İşte o günden sonra PKK'da yaşanan değişim ve sonuçları...
İLK ÇIKIŞ: GERİ ÇEKİLMEYİ DURDURMAK OLDU
...Cemil Bayık, PKK üzerindeki etkinliğini her geçen gün daha pekiştiriyor. Cemil Bayık'ın en dramatik müdahalesi, geri çekilmeyi durdurduğunu ilan etmesiydi. PKK-KCK Yürütme Konseyi üyelerinin de Türk televizyonlarından geçen alt yazılardan öğrendikleri bir karardı bu.
PKK'nın başına geçtiği andan itibaren çözüm sürecinin en amansız muhalifi portresini çizen Cemil Bayık, bunda büyük ölçüde başarılı da oldu.
...Öcalan'ın devletle mutabık kaldığı takvim işlemedi, üç aşamanın birinci ayağı gerçekleşmeden askıya alındı.

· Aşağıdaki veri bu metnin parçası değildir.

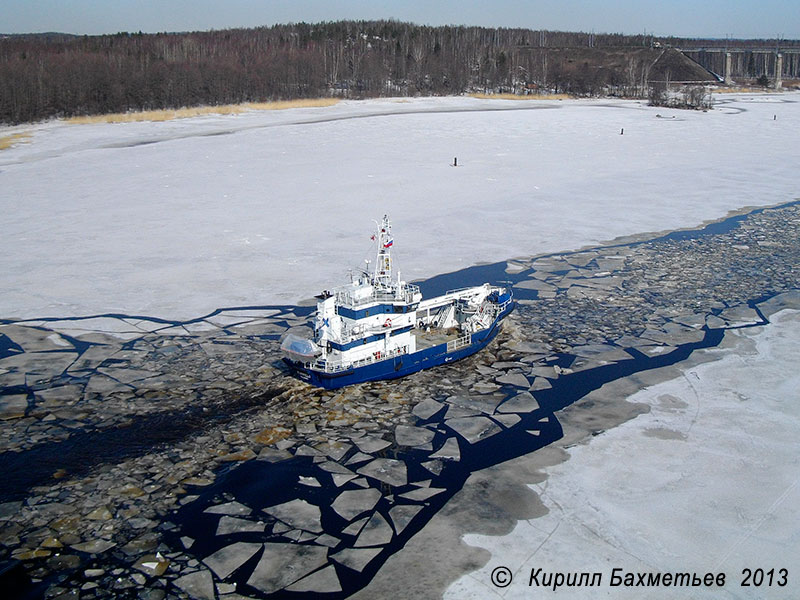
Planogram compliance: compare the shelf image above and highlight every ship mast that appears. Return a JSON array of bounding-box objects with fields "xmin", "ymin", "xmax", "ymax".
[{"xmin": 372, "ymin": 215, "xmax": 394, "ymax": 286}]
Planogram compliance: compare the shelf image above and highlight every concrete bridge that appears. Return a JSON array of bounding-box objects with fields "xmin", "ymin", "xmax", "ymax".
[{"xmin": 678, "ymin": 47, "xmax": 800, "ymax": 89}]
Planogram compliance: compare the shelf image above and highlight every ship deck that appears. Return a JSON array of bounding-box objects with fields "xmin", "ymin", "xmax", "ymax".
[{"xmin": 411, "ymin": 327, "xmax": 459, "ymax": 350}]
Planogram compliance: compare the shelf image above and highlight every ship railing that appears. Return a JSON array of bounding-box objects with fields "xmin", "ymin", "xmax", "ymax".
[
  {"xmin": 447, "ymin": 333, "xmax": 472, "ymax": 352},
  {"xmin": 312, "ymin": 346, "xmax": 408, "ymax": 373},
  {"xmin": 336, "ymin": 283, "xmax": 419, "ymax": 308}
]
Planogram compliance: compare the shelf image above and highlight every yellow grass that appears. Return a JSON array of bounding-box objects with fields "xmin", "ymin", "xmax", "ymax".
[
  {"xmin": 0, "ymin": 131, "xmax": 31, "ymax": 150},
  {"xmin": 470, "ymin": 94, "xmax": 569, "ymax": 100},
  {"xmin": 66, "ymin": 98, "xmax": 339, "ymax": 124}
]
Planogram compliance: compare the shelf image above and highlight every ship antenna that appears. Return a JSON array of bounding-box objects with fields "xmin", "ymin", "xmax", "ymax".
[{"xmin": 373, "ymin": 215, "xmax": 394, "ymax": 285}]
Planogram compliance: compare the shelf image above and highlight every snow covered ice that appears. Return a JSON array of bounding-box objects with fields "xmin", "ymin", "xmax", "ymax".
[{"xmin": 0, "ymin": 93, "xmax": 800, "ymax": 319}]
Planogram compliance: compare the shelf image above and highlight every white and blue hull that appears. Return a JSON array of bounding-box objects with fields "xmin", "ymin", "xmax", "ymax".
[
  {"xmin": 284, "ymin": 297, "xmax": 514, "ymax": 389},
  {"xmin": 281, "ymin": 216, "xmax": 513, "ymax": 388}
]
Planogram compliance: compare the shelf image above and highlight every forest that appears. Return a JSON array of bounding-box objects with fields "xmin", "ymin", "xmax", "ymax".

ÖCALAN'LA MÜCADALEYE GİRDİ
"Süreci doğru analiz edebilmek için Kandil'de yaşananları dikkatli bir şekilde takip etmekte yarar var" diyen Selvi, SETA Başkanı Taha Özhan'ın değerlendirmelerine de köşesinde yer verdi:
Taha Özhan'a göre '21 Mart 2013'te Öcalan'ın mesajının ortaya çıkmasıyla birlikte önce mesajın içeriğiyle kapalı bir mücadeleye giren Kandil, 2013 sonunda ise Öcalan'la ismi konulmamış bir vekalet mücadelesi veriyor'
İşin püf noktası burası.
Taha Özhan'ın akademik ağırlıkla, 'Vekalet savaşı' olarak tarif ettiği durumu, gazeteci deyimi ile, 'Öcalan-Cemil Bayık' mücadelesi olarak tercüme edeyim.
HAYATİ SORU!
... Cemil Bayık adım adım kendi PKK'sını oluşturuyor.
PKK'ya Cemil Bayık mı hakim olacak, yoksa Öcalan gücünü koruyacak mı sorusu giderek hayati derecede önem kazanmaya başladı.

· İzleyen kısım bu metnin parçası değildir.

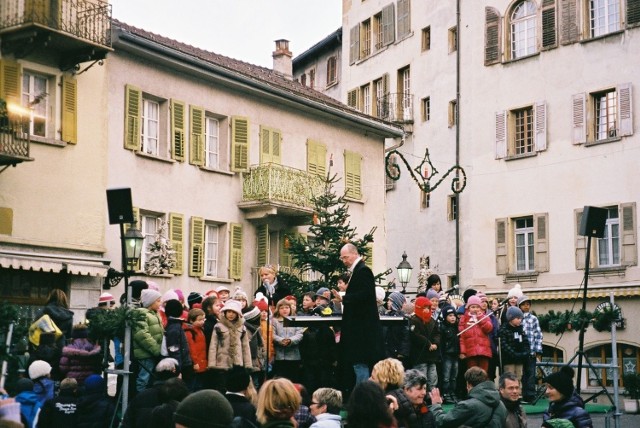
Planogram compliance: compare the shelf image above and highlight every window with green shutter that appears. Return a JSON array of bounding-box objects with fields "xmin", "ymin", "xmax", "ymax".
[
  {"xmin": 169, "ymin": 213, "xmax": 184, "ymax": 275},
  {"xmin": 189, "ymin": 217, "xmax": 204, "ymax": 277},
  {"xmin": 344, "ymin": 150, "xmax": 362, "ymax": 199},
  {"xmin": 231, "ymin": 117, "xmax": 250, "ymax": 172},
  {"xmin": 229, "ymin": 223, "xmax": 243, "ymax": 281},
  {"xmin": 307, "ymin": 139, "xmax": 327, "ymax": 178}
]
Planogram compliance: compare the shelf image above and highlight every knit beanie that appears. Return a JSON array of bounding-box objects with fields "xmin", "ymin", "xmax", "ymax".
[
  {"xmin": 507, "ymin": 284, "xmax": 524, "ymax": 299},
  {"xmin": 164, "ymin": 299, "xmax": 184, "ymax": 318},
  {"xmin": 518, "ymin": 294, "xmax": 531, "ymax": 307},
  {"xmin": 173, "ymin": 389, "xmax": 233, "ymax": 428},
  {"xmin": 225, "ymin": 366, "xmax": 251, "ymax": 392},
  {"xmin": 507, "ymin": 306, "xmax": 524, "ymax": 321},
  {"xmin": 466, "ymin": 294, "xmax": 482, "ymax": 308},
  {"xmin": 162, "ymin": 288, "xmax": 180, "ymax": 303},
  {"xmin": 442, "ymin": 305, "xmax": 456, "ymax": 319},
  {"xmin": 544, "ymin": 366, "xmax": 574, "ymax": 398},
  {"xmin": 427, "ymin": 288, "xmax": 440, "ymax": 300},
  {"xmin": 84, "ymin": 374, "xmax": 106, "ymax": 394},
  {"xmin": 187, "ymin": 291, "xmax": 202, "ymax": 309},
  {"xmin": 415, "ymin": 297, "xmax": 431, "ymax": 323},
  {"xmin": 29, "ymin": 360, "xmax": 51, "ymax": 380},
  {"xmin": 389, "ymin": 291, "xmax": 407, "ymax": 312},
  {"xmin": 140, "ymin": 288, "xmax": 162, "ymax": 308}
]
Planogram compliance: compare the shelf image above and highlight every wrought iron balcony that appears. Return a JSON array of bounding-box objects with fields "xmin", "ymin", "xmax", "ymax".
[
  {"xmin": 377, "ymin": 92, "xmax": 413, "ymax": 123},
  {"xmin": 0, "ymin": 117, "xmax": 33, "ymax": 171},
  {"xmin": 0, "ymin": 0, "xmax": 112, "ymax": 70},
  {"xmin": 239, "ymin": 163, "xmax": 324, "ymax": 216}
]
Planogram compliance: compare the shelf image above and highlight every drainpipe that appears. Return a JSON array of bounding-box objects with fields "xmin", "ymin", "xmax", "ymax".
[{"xmin": 454, "ymin": 0, "xmax": 462, "ymax": 284}]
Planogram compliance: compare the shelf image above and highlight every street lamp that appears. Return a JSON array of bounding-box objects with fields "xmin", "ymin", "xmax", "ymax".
[{"xmin": 396, "ymin": 251, "xmax": 413, "ymax": 294}]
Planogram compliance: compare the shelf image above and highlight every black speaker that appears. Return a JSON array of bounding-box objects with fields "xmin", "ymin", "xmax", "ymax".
[
  {"xmin": 579, "ymin": 205, "xmax": 607, "ymax": 238},
  {"xmin": 107, "ymin": 188, "xmax": 133, "ymax": 224}
]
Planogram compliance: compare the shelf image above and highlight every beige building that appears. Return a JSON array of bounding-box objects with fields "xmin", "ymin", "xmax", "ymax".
[
  {"xmin": 106, "ymin": 23, "xmax": 402, "ymax": 298},
  {"xmin": 0, "ymin": 0, "xmax": 111, "ymax": 319},
  {"xmin": 301, "ymin": 0, "xmax": 640, "ymax": 389}
]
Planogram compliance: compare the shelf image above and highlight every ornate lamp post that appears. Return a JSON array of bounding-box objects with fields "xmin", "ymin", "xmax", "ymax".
[{"xmin": 396, "ymin": 251, "xmax": 413, "ymax": 294}]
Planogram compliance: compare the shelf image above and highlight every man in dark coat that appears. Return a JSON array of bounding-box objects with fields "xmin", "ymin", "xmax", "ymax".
[{"xmin": 340, "ymin": 243, "xmax": 384, "ymax": 384}]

Bir yanda 21 Mart'ta Türk-Kürt tarihi yürüyüşünden söz eden ve İslam'la barışık bir PKK hedefleyen Öcalan diğer yanda ise Marksist-ateist PKK için mücadele veren Bayık.

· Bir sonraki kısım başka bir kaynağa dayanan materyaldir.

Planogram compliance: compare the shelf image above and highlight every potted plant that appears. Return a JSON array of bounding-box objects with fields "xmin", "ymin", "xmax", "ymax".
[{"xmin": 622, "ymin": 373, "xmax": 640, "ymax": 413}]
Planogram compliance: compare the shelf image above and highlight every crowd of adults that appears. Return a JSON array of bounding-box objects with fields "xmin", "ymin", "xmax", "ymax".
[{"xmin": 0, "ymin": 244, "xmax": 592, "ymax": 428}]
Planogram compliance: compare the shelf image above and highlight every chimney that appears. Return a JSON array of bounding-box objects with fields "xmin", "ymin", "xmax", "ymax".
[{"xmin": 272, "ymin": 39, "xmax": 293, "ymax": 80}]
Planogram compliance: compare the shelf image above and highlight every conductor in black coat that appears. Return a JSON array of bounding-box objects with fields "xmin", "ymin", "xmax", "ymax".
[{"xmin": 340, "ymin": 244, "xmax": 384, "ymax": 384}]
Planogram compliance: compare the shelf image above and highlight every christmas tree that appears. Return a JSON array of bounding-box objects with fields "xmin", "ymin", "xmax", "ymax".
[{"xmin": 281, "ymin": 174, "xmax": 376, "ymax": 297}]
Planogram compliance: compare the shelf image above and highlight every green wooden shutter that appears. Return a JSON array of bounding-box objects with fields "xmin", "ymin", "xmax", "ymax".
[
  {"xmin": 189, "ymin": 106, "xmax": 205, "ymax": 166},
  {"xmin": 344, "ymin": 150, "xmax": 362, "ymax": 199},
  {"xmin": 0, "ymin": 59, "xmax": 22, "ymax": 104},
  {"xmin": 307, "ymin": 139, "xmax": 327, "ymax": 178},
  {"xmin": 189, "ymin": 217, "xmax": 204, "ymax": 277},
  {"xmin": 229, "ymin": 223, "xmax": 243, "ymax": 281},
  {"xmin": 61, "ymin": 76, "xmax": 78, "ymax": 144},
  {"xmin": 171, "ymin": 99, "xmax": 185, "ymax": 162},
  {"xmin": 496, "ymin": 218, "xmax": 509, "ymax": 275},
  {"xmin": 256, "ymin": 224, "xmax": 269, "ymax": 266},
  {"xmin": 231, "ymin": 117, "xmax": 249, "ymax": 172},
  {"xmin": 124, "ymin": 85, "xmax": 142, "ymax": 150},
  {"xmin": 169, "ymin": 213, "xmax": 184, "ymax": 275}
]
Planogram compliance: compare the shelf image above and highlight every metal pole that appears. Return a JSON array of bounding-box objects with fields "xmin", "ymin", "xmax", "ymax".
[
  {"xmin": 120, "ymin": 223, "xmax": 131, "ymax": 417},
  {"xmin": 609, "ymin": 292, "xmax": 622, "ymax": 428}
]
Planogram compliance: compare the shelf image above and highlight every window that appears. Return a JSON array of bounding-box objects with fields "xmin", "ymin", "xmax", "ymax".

Bir yanda devletle çözüm sürecinin aşamalarını görüşen Öcalan diğer yanda PKK'nın başına geçtiği anda ilk işi geri çekilmeyi durdurmak olan Bayık.
Bu iki tablo dahi, yaşanan kırılmanın ne denli derin olduğunu gösteriyor.
İRAN VE İSRAİL'E DİKKAT
Cemil Bayık, PKK içinde İran kanadının temsilcisi olarak görülmüştü her zaman. Bir süre Urumiye'de oturması, İran istihbaratından Kasım Süleymani ile güçlü ilişkileri bu yorumları güçlendirmişti.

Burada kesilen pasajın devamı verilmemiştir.